There are three types of data analytics: descriptive, predictive, and prescriptive. Descriptive analysis (descriptive statistics), as the name suggests, “describes” or summarizes raw data and makes it interpretable to humans. Descriptive analytics describes the past. It uses data aggression and data mining techniques to get an insight into the past and tries to answer the question, “What has happened?” These insights help the business make better plans and succeed in the future. Descriptive statistics summarizes the sample and the observations that have been made. Such summaries can be either quantitative or visual. Quantitative summaries are in the form of summary statistics and visual summaries are in the form of graphs to provide more simplicity. These summaries may either form part of a more extensive statistical analysis, which is the basis of the initial description of the data, or they may be sufficient in and of themselves for a particular investigation. Many types of data can be summarized with the help of descriptive analytics. For example, investors and brokers perform analytical and empirical analysis on their investments, which helps them in making better investment decisions in the future. Descriptive analysis can also be called post-mortem analysis. It is used for almost all management reporting, such as marketing, sales, finance, and operations. To have competitive edge, companies use advanced analytics, which also supports them in forecasting future trends. The forecasting allows companies to make optimized decisions, thus increasing their profitability.

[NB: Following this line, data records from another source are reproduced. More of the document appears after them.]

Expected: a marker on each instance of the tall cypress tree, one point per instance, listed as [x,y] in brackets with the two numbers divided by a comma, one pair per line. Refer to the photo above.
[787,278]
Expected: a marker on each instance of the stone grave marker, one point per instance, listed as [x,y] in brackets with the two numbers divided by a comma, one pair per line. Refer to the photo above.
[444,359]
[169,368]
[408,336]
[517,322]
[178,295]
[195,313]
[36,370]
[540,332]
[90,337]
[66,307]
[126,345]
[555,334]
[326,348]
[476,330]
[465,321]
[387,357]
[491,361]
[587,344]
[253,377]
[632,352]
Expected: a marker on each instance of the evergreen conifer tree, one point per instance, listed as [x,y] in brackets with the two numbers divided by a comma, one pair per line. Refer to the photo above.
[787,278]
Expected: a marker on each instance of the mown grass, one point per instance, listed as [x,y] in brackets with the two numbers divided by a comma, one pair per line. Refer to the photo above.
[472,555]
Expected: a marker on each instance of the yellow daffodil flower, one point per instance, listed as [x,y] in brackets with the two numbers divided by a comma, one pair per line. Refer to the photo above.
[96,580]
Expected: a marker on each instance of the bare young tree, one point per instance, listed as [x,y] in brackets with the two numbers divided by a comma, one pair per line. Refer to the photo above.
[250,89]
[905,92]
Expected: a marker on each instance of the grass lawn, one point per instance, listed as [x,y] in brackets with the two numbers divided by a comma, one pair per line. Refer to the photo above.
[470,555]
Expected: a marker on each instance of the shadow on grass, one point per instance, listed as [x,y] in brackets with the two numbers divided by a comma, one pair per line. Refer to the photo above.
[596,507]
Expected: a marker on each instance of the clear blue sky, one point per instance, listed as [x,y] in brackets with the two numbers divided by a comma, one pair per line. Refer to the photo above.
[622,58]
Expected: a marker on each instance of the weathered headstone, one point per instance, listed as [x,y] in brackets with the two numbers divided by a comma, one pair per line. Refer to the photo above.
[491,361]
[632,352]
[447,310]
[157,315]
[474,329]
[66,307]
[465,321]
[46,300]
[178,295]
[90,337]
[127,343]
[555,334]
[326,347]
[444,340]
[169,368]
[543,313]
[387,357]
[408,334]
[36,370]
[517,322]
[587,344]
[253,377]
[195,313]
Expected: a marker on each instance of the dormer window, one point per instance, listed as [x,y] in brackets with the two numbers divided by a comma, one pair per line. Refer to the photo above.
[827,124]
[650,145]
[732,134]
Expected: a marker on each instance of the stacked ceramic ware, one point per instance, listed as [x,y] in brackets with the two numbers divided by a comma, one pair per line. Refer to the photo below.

Over the years, the increasing adoption of big data has been leading to rising volumes of data generated and advancements in digital technology, which is driving the descriptive analytics market. Moreover, other major factors driving the growth of descriptive analytics market are the rising need for analytics and the increasing return on investments (ROI). However, huge investment costs are restraining the growth of the descriptive analytics market. Also, the lack of data connectivity and integration are factors expected to hinder the growth of the market. Enterprises are adopting analytics techniques to analyze structured and unstructured data, which enables them to make better decisions, leading to the creation of more opportunities for the descriptive analytics market in the coming years. Also the growth of e-commerce is also an opportunity for the e-commerce market.
The global descriptive analytics market is segmented on the basis of verticals and regions. In terms of verticals, the market can be segmented into banking, financial services, and insurance (BFSI), telecom, retail & consumer goods, health care, and energy & utilities. The market segments on the basis of geographical regions are North America, Europe, Latin America, Asia Pacific, and Middle-East and Africa (MEA). North America is expected to lead the descriptive analytics market, followed by Western Europe, due to the growing spending on the Internet of Things (IoT) and advanced technologies in these regions.
Industry participants leading the descriptive analytics market with the most significant developments are IBM Corporation, Oracle Corporation, Dell Inc., Accenture Plc., TCS Ltd., Infosys Ltd., SAP SE, KNIME.COM AG, Pegasystems Inc., and Microsoft Corporation, among others.